The man told us he didn’t want us to think he was a busybody, but he’d been a neighbor of the Bluefields since he moved into the neighborhood five years ago. “Trouble. That’s the one word that sums them up the best. Father’s an unreconstructed hippie. Sells drugs out of the house, I’m sure.”
“Police know about that?” I asked.
“Hell, yes. They’ve come to get the dad a couple times. I think he served a few months in prison a couple years back.”
“How about
the mother?” Scott asked.
“The cops took her a few times. If the mister isn’t home, she takes care of the customers. I don’t think she’s ever actually been arrested, at least not while I’ve lived here.”
“You had any trouble with them?” I asked.
He laughed, then said, “Who hasn’t? Talk to everybody. They’ll have horror stories to tell. My time came about a month after I moved in here. One night my electricity failed. I figured it was a blackout, but I looked outside and everybody else’s lights were still on. I thought that was odd, so I went outside to check the circuit breakers in the garage. Out in the darkness I heard shouts of ‘Wimp,’ ‘Jerk,’ ‘Fool,’ other idiotic shit. I found a window broken in the side door of the garage. They’d gotten in and turned off all the circuits. I looked around, but whoever it was ran off. Next day I replaced the glass, vowing to be more vigilant, maybe look into a security system. Although one of the reasons I moved out here was to avoid that kind of thing. I was plenty pissed.”
He drained his coffee cup, refilled it, and offered us more. “Same damn thing happened the next night. I stuck my head out the back door, and the name-calling continued. I came back in and called the police.” He hunched himself closer to the table and smiled. “I enjoy this next part,” he said. “With all the lights out whoever it was couldn’t see me sneak out the front door. I’d heard the direction the shouts came from. I walked around the block and came up through the backyards. I wound up ten feet behind two kids. The cop car pulled up my driveway with the siren off, but with the lights flashing. The kids backed right up into me. I grabbed them both. One managed to squirm away. I held onto the other one. It was little Dan Bluefield, thirteen years old.”

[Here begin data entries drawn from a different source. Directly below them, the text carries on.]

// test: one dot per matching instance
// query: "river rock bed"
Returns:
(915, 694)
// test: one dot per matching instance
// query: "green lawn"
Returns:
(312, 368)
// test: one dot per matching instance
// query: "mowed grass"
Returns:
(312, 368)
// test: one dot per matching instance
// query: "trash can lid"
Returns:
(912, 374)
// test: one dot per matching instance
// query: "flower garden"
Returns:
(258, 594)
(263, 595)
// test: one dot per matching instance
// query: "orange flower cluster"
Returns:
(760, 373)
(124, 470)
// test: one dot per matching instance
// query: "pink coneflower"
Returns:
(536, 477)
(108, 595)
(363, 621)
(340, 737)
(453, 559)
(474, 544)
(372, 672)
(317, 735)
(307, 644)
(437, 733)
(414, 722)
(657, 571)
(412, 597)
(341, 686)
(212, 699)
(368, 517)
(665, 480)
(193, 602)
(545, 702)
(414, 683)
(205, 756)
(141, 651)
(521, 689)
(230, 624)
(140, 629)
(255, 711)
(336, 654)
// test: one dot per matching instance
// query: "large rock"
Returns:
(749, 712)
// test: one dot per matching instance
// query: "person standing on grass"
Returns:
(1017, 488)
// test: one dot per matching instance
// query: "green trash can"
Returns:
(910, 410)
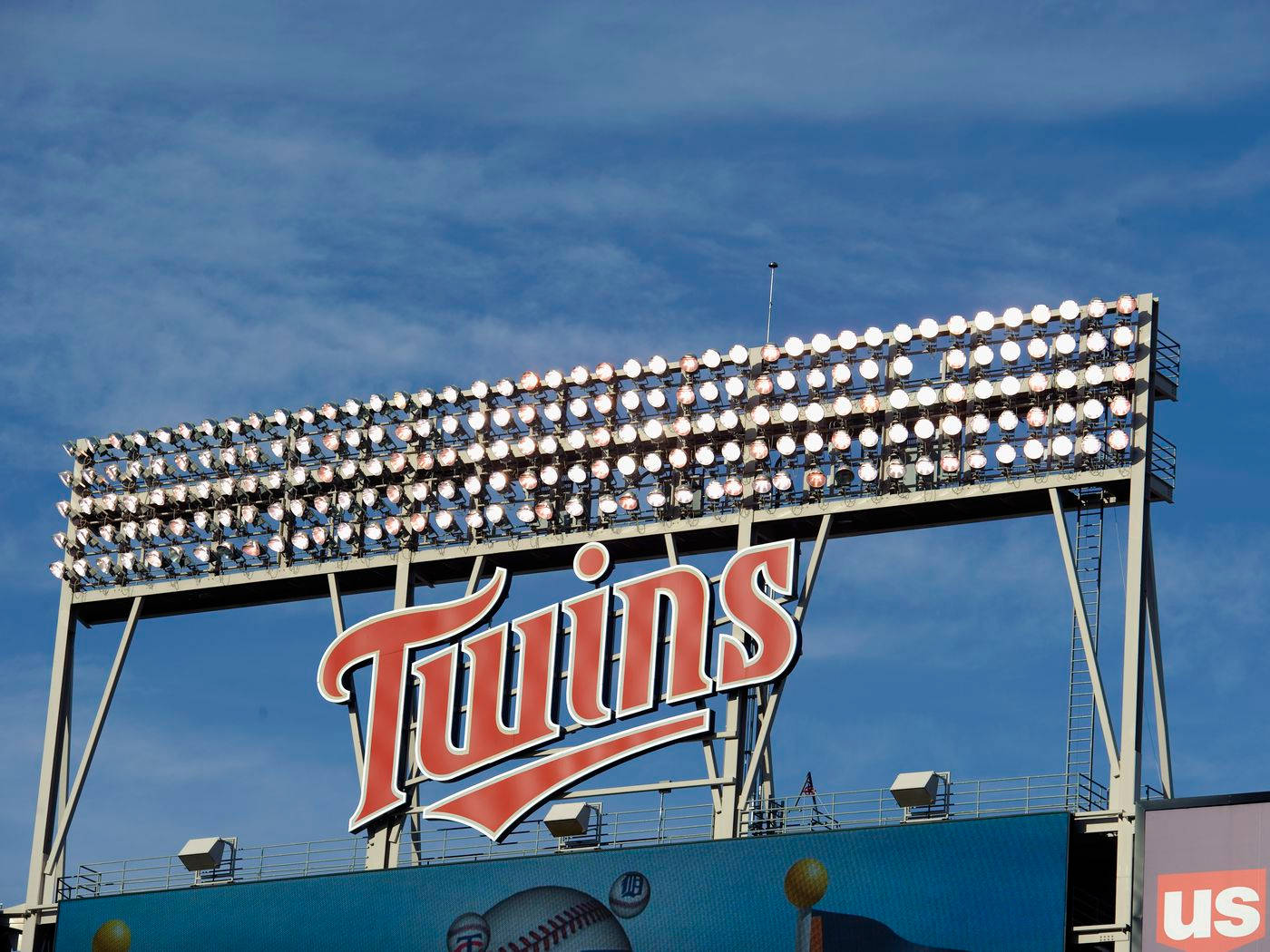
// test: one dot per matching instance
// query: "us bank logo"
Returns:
(1210, 911)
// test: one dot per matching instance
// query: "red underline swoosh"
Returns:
(495, 805)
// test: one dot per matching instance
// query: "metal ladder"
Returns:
(1081, 713)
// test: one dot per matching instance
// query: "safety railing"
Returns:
(1164, 460)
(1168, 358)
(664, 822)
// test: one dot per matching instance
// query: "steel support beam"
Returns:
(385, 835)
(40, 886)
(1158, 672)
(672, 556)
(772, 698)
(103, 708)
(355, 716)
(727, 824)
(1124, 789)
(1091, 662)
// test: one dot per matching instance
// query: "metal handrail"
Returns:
(1164, 460)
(1168, 358)
(615, 831)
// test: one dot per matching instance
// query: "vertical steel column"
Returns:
(727, 824)
(385, 835)
(355, 717)
(1081, 714)
(40, 886)
(1126, 787)
(1158, 670)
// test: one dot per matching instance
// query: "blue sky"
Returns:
(212, 209)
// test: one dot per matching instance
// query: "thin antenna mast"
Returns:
(771, 295)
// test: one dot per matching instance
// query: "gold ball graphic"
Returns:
(806, 882)
(112, 937)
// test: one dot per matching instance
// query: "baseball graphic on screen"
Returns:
(806, 882)
(469, 933)
(629, 895)
(558, 918)
(112, 936)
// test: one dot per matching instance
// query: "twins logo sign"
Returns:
(670, 606)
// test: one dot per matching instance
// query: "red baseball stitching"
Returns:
(559, 927)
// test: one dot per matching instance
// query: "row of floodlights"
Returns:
(577, 440)
(577, 507)
(530, 481)
(705, 454)
(929, 329)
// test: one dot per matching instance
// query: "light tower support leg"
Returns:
(727, 824)
(385, 837)
(40, 885)
(1158, 672)
(1124, 790)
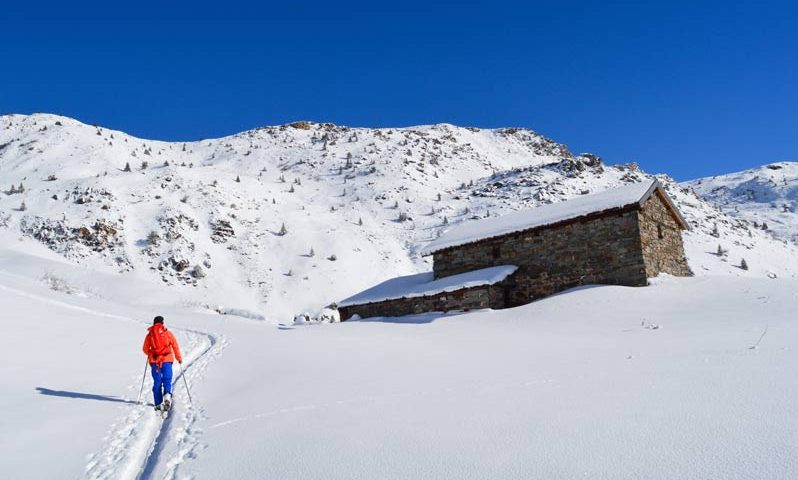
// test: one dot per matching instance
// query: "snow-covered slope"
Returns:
(693, 378)
(668, 386)
(767, 197)
(277, 220)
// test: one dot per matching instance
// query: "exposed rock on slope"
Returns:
(255, 220)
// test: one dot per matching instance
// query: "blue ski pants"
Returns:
(161, 381)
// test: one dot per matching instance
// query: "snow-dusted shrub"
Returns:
(329, 315)
(153, 238)
(198, 272)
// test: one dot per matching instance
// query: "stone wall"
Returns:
(663, 249)
(603, 249)
(486, 296)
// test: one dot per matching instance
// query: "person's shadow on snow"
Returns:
(84, 396)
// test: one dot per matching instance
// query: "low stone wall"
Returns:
(485, 296)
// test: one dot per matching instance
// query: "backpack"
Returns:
(159, 341)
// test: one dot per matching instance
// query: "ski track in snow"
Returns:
(142, 445)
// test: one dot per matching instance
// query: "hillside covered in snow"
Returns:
(767, 197)
(99, 231)
(278, 220)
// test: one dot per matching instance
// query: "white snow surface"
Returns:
(423, 284)
(539, 216)
(693, 378)
(666, 386)
(766, 197)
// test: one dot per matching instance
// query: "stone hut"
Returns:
(622, 236)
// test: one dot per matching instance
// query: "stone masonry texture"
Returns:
(620, 247)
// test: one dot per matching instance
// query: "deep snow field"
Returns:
(600, 382)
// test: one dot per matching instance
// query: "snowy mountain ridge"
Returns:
(766, 196)
(276, 220)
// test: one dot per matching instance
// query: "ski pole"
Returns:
(185, 382)
(143, 376)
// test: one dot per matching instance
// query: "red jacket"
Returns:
(171, 341)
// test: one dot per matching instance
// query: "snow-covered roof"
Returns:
(423, 284)
(552, 213)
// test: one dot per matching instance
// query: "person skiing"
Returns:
(161, 348)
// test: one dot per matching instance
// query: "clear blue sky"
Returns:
(686, 88)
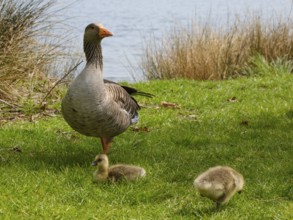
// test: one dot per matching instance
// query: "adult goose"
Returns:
(96, 107)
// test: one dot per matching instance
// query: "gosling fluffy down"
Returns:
(116, 172)
(219, 184)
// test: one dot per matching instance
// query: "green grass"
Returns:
(52, 178)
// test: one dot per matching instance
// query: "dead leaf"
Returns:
(169, 104)
(233, 99)
(244, 122)
(16, 149)
(140, 129)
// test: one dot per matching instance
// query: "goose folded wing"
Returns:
(122, 97)
(130, 90)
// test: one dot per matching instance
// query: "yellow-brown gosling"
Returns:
(116, 172)
(219, 184)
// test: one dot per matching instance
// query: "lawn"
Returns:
(245, 123)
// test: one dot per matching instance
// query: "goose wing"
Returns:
(130, 90)
(121, 96)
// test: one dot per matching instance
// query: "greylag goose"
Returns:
(116, 172)
(97, 107)
(219, 184)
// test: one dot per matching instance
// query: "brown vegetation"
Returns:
(26, 54)
(203, 52)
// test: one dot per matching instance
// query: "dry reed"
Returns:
(202, 52)
(25, 51)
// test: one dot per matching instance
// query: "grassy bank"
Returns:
(245, 123)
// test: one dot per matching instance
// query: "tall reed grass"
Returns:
(25, 51)
(204, 52)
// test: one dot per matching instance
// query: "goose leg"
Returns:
(106, 143)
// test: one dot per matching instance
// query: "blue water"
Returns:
(134, 21)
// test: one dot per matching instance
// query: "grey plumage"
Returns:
(219, 184)
(94, 106)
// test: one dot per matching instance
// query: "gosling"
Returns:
(219, 184)
(116, 172)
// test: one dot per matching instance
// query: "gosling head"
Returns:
(101, 161)
(95, 32)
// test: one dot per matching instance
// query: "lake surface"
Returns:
(134, 21)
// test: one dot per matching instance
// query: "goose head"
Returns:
(95, 32)
(101, 161)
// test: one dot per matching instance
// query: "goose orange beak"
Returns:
(104, 33)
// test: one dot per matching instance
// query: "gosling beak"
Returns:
(104, 33)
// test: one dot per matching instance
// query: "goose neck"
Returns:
(93, 54)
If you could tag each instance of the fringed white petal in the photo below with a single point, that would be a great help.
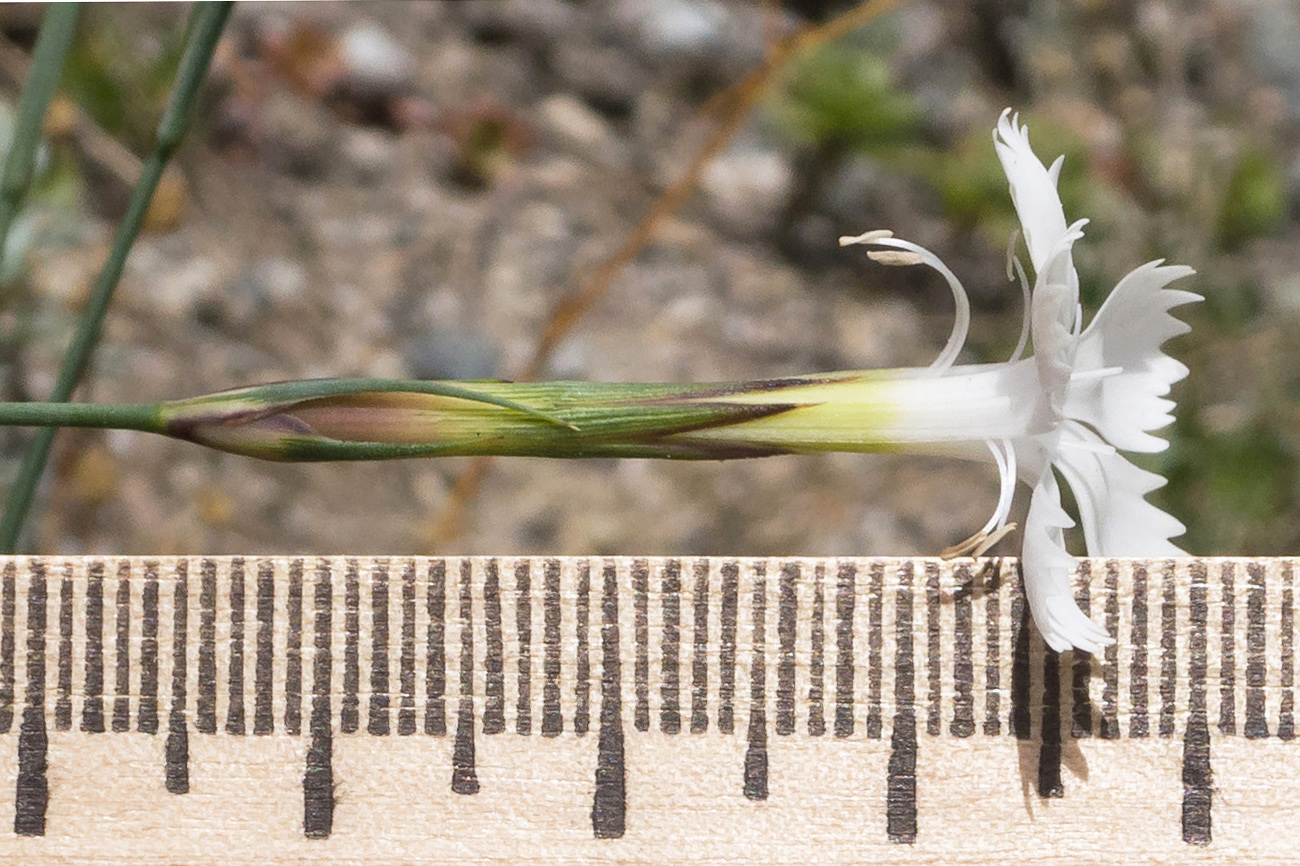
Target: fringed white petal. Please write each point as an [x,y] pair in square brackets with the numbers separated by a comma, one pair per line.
[1125,336]
[1032,189]
[1053,317]
[1047,575]
[1110,492]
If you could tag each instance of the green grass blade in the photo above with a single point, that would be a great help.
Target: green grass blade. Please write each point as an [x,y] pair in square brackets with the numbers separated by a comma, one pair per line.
[47,68]
[206,24]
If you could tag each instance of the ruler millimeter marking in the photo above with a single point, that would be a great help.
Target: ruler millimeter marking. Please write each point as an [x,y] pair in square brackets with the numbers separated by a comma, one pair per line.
[862,662]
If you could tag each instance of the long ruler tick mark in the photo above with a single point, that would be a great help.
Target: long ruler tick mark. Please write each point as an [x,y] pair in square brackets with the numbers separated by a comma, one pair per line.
[377,721]
[1227,652]
[524,627]
[1082,669]
[294,652]
[817,670]
[64,702]
[33,788]
[177,752]
[1197,776]
[609,806]
[700,654]
[147,717]
[1051,784]
[1138,691]
[785,635]
[263,713]
[92,711]
[875,650]
[464,776]
[755,750]
[1256,662]
[406,662]
[350,714]
[553,719]
[319,774]
[122,702]
[670,688]
[1168,650]
[1286,710]
[8,609]
[641,640]
[235,711]
[845,600]
[494,663]
[963,667]
[934,652]
[583,672]
[727,650]
[206,721]
[436,658]
[1110,665]
[901,784]
[991,584]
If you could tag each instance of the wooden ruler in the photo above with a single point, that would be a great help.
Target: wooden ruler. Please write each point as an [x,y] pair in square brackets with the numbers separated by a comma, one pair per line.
[267,710]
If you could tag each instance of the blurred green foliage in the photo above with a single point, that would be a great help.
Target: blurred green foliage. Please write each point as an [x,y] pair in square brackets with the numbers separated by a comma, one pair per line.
[1255,202]
[118,85]
[1234,459]
[845,99]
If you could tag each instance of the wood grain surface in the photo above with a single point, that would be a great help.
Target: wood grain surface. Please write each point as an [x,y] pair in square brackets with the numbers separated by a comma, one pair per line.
[640,710]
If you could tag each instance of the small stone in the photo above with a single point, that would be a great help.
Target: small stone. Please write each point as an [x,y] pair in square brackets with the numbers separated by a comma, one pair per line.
[261,285]
[603,76]
[373,60]
[443,353]
[368,151]
[94,476]
[748,189]
[297,134]
[540,22]
[572,125]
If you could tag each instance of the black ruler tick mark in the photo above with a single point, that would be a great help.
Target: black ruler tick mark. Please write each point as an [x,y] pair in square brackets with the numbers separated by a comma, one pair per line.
[755,750]
[670,688]
[176,770]
[33,789]
[464,778]
[319,774]
[1197,776]
[901,783]
[609,806]
[377,719]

“What did you do?” Scott asked.
“I’m an ex-cop. Worked the Twelfth District in Chicago, one of the toughest in the city. I yanked the shit out of the little bastard. I know a few tricks about hurting someone without leaving scars or bruises. Almost pulled the kid’s hair out by the roots. I had the boy in tears almost before I started. He cried and blubbered. I told him if anything ever happened to my home, I’d blame him and come looking for him. Never had any trouble since then.”